After she came about, Ann managed to free herself, put on her husband's clothes and go to the nearest police station, where she described what had happened. An arrest warrant was issued for Johnson, who was arrested on the following day aboard a freight train in Lincoln, Nebraska. Despite his intention on fighting extradition proceedings, Johnson was brought back to Utah to stand trial for the case.
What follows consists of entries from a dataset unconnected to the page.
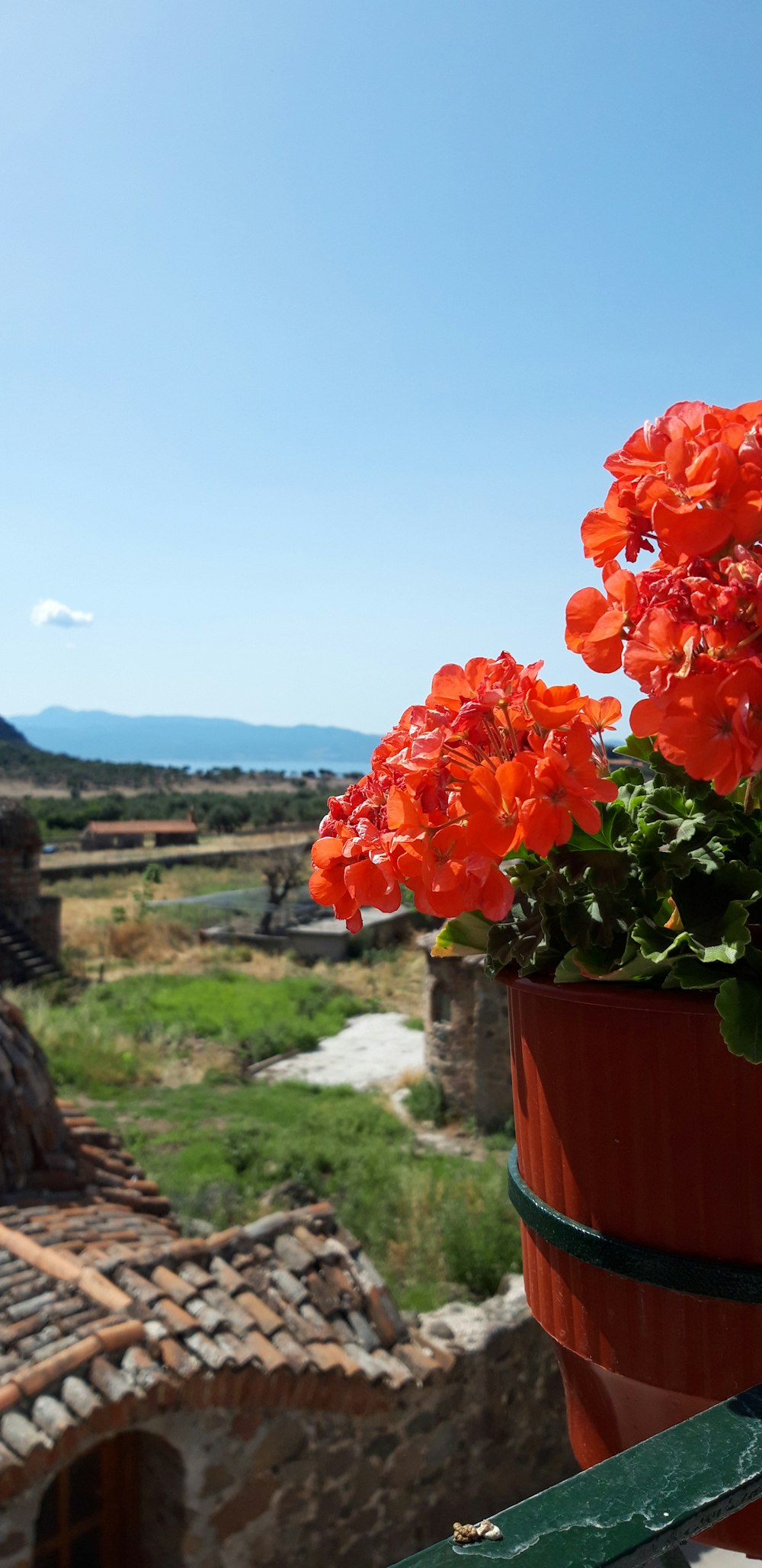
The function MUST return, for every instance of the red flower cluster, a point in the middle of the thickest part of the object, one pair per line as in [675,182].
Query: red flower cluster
[689,627]
[493,759]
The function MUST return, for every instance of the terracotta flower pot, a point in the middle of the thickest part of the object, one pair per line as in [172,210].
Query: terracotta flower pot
[634,1120]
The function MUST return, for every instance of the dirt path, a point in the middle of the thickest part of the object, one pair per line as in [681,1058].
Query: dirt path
[370,1051]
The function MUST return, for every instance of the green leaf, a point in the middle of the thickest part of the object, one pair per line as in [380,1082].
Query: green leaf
[739,1004]
[692,974]
[468,933]
[729,943]
[568,971]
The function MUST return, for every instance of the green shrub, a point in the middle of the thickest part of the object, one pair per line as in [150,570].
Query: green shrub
[115,1034]
[437,1225]
[425,1101]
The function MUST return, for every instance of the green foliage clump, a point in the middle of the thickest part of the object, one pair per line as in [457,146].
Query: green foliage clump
[434,1225]
[117,1034]
[265,1016]
[213,810]
[425,1101]
[665,896]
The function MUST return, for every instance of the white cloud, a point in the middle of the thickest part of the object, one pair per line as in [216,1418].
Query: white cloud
[49,612]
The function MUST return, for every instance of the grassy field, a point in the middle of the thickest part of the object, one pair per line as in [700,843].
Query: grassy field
[437,1225]
[160,1047]
[139,1029]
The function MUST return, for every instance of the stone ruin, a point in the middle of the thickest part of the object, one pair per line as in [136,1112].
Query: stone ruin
[30,921]
[466,1032]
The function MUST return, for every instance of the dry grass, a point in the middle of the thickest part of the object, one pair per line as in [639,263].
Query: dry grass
[391,977]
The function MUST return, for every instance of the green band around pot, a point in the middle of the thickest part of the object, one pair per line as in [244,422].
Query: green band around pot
[629,1259]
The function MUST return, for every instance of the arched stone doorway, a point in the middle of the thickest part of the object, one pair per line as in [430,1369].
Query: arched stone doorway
[118,1505]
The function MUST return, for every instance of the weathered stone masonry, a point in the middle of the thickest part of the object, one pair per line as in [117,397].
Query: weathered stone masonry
[466,1031]
[353,1482]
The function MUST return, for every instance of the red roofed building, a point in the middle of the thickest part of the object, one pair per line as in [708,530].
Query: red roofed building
[132,835]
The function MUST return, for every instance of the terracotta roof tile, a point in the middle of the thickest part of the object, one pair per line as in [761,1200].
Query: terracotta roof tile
[210,1352]
[264,1351]
[171,1284]
[292,1253]
[176,1319]
[109,1380]
[178,1358]
[298,1357]
[262,1314]
[21,1435]
[50,1416]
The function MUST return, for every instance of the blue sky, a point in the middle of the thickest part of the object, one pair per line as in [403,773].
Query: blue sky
[319,319]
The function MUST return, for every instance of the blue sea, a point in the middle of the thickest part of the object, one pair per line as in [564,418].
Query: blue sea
[289,768]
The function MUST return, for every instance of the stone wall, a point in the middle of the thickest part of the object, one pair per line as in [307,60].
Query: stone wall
[353,1490]
[44,925]
[19,877]
[466,1031]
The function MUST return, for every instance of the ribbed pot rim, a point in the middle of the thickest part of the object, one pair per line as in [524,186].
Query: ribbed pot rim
[613,995]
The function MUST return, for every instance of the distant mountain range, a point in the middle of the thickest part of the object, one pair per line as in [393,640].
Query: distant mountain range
[197,742]
[10,736]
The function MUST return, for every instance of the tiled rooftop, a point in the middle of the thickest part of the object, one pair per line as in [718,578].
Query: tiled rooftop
[104,1302]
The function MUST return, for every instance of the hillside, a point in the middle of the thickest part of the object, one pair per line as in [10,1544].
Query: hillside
[204,742]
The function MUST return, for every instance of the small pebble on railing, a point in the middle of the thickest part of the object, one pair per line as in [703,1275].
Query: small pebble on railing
[466,1534]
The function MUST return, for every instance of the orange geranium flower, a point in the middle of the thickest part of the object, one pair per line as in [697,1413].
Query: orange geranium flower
[594,626]
[565,792]
[447,795]
[704,731]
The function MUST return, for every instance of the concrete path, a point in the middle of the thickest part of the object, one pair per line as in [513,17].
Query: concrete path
[375,1048]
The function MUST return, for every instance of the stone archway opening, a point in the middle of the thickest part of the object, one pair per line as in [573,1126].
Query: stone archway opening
[118,1505]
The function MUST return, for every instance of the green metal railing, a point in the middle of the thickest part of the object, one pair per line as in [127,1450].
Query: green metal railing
[639,1507]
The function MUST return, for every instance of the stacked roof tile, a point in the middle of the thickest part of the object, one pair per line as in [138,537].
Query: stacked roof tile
[102,1302]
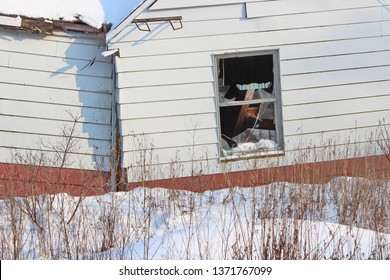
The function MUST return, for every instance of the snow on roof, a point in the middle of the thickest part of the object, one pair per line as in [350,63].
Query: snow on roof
[92,12]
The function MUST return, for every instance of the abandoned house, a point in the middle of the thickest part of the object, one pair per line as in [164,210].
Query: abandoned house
[182,93]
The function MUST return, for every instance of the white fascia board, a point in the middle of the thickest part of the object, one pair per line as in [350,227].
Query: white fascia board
[127,21]
[11,21]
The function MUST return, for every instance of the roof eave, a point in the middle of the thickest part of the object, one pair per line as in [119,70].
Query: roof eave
[128,20]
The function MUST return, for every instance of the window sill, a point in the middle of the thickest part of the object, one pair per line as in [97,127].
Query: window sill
[252,155]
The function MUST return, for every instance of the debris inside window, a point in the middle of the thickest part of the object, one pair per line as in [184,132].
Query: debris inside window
[247,104]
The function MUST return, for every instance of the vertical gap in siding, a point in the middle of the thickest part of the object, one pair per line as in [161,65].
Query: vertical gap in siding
[114,130]
[382,12]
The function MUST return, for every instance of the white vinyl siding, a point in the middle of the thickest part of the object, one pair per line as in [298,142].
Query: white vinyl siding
[46,82]
[334,65]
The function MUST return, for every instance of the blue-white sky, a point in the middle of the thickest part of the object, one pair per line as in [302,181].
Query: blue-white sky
[93,12]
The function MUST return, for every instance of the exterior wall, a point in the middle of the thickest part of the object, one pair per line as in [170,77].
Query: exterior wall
[46,82]
[334,64]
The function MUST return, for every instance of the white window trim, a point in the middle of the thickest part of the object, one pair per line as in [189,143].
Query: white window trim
[277,103]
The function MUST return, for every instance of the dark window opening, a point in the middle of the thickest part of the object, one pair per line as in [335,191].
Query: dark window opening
[249,105]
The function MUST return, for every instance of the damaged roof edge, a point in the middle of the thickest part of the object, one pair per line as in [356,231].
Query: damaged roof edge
[128,20]
[45,26]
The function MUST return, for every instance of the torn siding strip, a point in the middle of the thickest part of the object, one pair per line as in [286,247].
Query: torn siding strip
[44,26]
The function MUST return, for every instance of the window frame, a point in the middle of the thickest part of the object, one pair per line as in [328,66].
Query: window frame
[277,102]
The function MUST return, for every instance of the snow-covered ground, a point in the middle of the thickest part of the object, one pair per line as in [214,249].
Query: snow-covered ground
[92,12]
[278,221]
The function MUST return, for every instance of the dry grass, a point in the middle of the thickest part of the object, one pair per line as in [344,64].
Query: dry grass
[346,218]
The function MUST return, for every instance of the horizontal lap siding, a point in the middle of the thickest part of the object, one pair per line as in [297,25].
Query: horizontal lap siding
[46,82]
[334,72]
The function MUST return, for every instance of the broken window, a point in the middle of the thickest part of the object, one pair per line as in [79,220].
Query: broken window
[249,104]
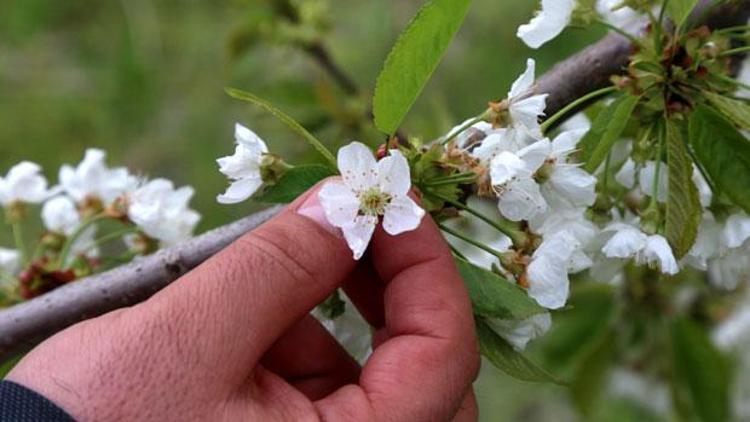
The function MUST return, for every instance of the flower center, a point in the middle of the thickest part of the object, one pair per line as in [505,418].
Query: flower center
[373,202]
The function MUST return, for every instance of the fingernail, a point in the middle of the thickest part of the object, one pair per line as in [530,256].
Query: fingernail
[313,210]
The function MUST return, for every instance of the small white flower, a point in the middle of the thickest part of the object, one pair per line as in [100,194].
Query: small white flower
[92,179]
[162,211]
[10,261]
[60,215]
[243,168]
[369,190]
[736,230]
[568,185]
[548,23]
[512,176]
[617,14]
[574,222]
[520,333]
[547,274]
[647,177]
[629,242]
[24,183]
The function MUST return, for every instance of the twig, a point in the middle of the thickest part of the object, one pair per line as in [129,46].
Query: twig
[23,325]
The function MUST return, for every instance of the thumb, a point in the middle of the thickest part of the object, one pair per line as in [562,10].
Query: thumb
[238,303]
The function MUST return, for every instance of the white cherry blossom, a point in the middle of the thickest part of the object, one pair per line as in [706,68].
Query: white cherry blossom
[368,190]
[163,212]
[568,186]
[24,183]
[520,332]
[547,275]
[10,261]
[548,23]
[60,215]
[92,179]
[512,177]
[629,242]
[244,167]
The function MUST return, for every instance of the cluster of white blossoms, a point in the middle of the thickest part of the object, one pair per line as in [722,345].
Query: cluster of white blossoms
[556,15]
[85,195]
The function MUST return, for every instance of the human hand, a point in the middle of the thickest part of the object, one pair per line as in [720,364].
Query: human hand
[233,339]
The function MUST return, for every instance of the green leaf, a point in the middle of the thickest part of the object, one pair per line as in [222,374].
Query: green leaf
[286,119]
[605,131]
[495,297]
[684,210]
[723,152]
[294,183]
[736,111]
[414,58]
[578,332]
[680,10]
[701,376]
[504,357]
[7,366]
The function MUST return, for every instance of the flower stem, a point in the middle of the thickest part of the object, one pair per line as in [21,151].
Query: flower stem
[572,106]
[738,50]
[68,245]
[465,127]
[609,26]
[470,241]
[111,236]
[18,239]
[733,81]
[502,225]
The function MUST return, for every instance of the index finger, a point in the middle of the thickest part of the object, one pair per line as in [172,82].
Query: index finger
[426,367]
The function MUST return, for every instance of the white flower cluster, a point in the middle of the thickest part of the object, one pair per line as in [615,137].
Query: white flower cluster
[555,15]
[92,189]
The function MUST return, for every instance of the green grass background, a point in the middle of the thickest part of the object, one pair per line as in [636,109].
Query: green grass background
[144,80]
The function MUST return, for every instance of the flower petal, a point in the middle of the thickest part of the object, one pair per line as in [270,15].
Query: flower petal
[626,243]
[504,167]
[523,84]
[657,251]
[250,140]
[548,24]
[521,199]
[402,215]
[394,176]
[240,190]
[359,233]
[357,166]
[339,202]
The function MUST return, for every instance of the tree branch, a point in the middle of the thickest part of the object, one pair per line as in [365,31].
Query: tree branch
[592,68]
[23,325]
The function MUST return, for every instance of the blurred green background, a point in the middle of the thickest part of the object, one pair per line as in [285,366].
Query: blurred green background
[144,80]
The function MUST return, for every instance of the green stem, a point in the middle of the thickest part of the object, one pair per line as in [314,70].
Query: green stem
[607,164]
[470,241]
[63,259]
[575,104]
[607,25]
[502,225]
[18,239]
[464,127]
[111,236]
[733,81]
[738,50]
[458,178]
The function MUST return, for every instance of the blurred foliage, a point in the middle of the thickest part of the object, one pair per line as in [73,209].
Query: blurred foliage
[144,80]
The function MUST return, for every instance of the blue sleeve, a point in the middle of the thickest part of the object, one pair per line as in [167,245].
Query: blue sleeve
[19,404]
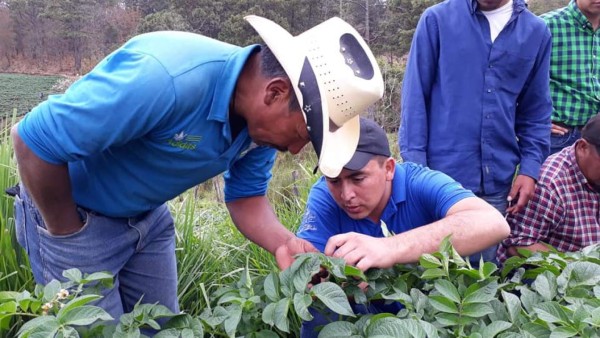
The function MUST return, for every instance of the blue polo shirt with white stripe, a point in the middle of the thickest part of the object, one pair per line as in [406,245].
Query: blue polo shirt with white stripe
[149,122]
[419,196]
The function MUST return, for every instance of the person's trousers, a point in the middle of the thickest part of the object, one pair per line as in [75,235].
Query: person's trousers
[139,252]
[558,142]
[498,201]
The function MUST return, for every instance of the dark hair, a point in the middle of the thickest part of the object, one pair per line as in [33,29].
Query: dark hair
[271,68]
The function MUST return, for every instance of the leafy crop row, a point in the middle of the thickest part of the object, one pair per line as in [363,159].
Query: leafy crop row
[543,295]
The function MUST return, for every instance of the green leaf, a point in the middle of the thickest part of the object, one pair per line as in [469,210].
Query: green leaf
[74,275]
[429,261]
[83,315]
[414,327]
[268,315]
[552,312]
[448,290]
[44,324]
[303,272]
[513,305]
[301,305]
[480,292]
[433,273]
[443,304]
[563,332]
[529,299]
[545,285]
[487,269]
[51,289]
[451,319]
[494,328]
[584,273]
[280,315]
[352,271]
[387,327]
[76,302]
[8,307]
[338,330]
[476,310]
[235,315]
[271,286]
[333,297]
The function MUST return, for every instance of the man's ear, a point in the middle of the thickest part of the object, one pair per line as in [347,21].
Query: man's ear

==Trial and imprisonment==
Johnson's trial began the following year. During proceedings, it was determined that he had an intellectual disability and had chronic alcoholism which heavily influenced him at the time of the murder, and thusly, he was spared the death penalty and sentenced to two life sentences with a chance of parole instead.

Alvin Johnson's parole was scheduled for June 9, 2009. However, the year before that, his and Jennings' DNA were linked to semen left at the Reinke murder scene and Johnson's parole was revoked. Neither man would stand trial for her murder. Jennings died in 2014 before he could be put on trial. Johnson was presumably never charged with the case, on account of his existing life sentence in Utah. According to Utah Board of Pardons and Parole records, Johnson died while imprisoned at Utah State Prison on May 21, 2016.